Environmental, social and economic concerns motivate the operation of closed-loop supply chain networks (CLSCN) in many industries. We propose a novel profit maximization model for CLSCN design as a mixed-integer linear program in which there is flexibility in covering the proportions of demand satisfied and returns collected based on the firm's policies. Our major contribution is to develop a novel hybrid robust-stochastic programming (HRSP) approach to simultaneously model two different types of uncertainties by including stochastic scenarios for transportation costs and polyhedral uncertainty sets for demands and returns. Transportation cost scenarios are generated using a Latin Hypercube Sampling method and scenario reduction is applied to consolidate them. An accelerated stochastic Benders decomposition algorithm is proposed for solving this model.
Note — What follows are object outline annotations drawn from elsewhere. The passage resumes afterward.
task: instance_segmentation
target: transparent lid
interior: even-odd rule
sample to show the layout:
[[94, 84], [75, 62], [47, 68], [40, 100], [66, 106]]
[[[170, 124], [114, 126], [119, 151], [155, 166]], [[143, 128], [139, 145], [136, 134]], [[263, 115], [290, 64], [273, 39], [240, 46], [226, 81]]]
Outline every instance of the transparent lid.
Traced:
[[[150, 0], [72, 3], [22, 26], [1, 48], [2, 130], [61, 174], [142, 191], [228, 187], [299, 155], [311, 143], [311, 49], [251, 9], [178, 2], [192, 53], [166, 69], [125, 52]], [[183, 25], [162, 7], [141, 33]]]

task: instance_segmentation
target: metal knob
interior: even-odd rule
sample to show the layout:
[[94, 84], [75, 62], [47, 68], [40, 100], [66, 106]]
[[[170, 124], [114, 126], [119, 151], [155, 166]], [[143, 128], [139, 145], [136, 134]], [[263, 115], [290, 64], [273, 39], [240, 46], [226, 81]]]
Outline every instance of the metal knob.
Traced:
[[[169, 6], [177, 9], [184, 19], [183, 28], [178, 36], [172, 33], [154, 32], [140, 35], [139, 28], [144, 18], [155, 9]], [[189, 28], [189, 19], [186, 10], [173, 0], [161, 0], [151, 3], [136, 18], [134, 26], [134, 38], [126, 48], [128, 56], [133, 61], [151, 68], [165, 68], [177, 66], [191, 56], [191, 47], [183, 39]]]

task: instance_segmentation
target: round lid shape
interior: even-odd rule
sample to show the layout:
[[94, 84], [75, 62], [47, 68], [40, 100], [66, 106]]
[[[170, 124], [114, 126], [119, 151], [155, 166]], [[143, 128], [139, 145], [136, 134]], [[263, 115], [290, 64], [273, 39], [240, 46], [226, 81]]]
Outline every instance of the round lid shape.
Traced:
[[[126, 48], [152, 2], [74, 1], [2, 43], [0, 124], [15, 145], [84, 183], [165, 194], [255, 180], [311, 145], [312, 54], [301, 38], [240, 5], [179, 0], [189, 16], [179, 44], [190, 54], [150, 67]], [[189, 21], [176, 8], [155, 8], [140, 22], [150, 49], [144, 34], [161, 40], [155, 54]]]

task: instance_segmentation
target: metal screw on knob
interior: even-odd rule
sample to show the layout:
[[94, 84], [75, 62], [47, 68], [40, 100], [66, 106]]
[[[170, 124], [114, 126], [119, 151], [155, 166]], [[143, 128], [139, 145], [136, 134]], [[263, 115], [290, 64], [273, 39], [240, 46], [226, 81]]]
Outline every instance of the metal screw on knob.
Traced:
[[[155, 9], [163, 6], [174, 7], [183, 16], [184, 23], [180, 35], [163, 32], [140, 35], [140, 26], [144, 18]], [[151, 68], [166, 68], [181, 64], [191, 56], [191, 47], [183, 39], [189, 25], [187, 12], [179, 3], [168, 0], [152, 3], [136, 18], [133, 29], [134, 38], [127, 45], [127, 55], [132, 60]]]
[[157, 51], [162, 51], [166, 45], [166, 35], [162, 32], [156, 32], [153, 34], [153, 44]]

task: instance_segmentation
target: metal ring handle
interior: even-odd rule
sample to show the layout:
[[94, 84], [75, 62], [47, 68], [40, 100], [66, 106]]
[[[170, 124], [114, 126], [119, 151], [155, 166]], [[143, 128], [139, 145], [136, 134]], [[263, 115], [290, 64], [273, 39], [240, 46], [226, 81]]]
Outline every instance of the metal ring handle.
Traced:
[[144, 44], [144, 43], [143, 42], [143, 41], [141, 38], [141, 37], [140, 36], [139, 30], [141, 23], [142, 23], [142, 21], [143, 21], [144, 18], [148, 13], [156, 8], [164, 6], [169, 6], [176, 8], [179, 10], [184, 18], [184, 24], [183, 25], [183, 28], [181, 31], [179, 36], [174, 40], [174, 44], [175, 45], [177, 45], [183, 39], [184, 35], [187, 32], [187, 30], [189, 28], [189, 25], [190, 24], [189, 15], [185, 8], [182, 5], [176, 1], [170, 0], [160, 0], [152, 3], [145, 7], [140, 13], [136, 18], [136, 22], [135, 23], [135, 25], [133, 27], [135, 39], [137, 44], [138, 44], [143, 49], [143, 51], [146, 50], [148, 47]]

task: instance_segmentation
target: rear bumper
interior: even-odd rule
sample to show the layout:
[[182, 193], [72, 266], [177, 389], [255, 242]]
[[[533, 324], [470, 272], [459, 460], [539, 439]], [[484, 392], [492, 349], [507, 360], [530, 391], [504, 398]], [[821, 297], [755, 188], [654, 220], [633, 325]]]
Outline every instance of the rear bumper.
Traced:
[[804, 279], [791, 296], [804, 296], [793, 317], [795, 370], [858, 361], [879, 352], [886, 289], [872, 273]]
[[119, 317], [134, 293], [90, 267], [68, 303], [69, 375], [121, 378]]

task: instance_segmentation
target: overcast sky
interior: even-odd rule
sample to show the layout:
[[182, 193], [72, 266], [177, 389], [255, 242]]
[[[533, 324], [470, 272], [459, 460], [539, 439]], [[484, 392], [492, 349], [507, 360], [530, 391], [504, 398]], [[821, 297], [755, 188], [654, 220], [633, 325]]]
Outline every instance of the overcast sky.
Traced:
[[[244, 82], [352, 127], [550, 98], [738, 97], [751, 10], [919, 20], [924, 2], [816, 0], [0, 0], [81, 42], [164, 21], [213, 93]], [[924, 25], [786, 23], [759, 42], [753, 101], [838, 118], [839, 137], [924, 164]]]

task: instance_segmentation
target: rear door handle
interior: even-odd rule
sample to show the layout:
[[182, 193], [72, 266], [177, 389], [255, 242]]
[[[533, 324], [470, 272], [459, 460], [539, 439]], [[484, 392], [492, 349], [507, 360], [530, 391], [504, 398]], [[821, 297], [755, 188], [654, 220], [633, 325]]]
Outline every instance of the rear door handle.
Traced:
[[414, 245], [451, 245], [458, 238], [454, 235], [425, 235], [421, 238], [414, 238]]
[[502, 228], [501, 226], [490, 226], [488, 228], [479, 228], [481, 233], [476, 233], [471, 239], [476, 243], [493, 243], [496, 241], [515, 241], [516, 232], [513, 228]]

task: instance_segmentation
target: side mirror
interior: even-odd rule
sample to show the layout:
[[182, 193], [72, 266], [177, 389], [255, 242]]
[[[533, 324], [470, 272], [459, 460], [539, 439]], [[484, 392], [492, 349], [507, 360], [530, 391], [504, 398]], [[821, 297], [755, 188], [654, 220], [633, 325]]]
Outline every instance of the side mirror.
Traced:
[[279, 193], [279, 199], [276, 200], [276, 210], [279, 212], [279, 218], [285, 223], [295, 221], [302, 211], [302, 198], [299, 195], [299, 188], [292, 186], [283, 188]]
To speed up the convergence of this algorithm, valid inequalities are introduced to improve the lower bound quality, and also a Pareto-optimal cut generation scheme is used to strengthen the Benders optimality cuts. Numerical studies are performed to verify our mathematical formulation and also demonstrate the benefits of the HRSP approach. The performance improvements achieved by the valid inequalities and Pareto-optimal cuts are demonstrated in randomly generated instances.

Suggested Citation

  • Keyvanshokooh, Esmaeil & Ryan, Sarah M. & Kabir, Elnaz, 2016. "Hybrid robust and stochastic optimization for closed-loop supply chain network design using accelerated Benders decomposition," European Journal of Operational Research, Elsevier, vol. 249(1), pages 76-92.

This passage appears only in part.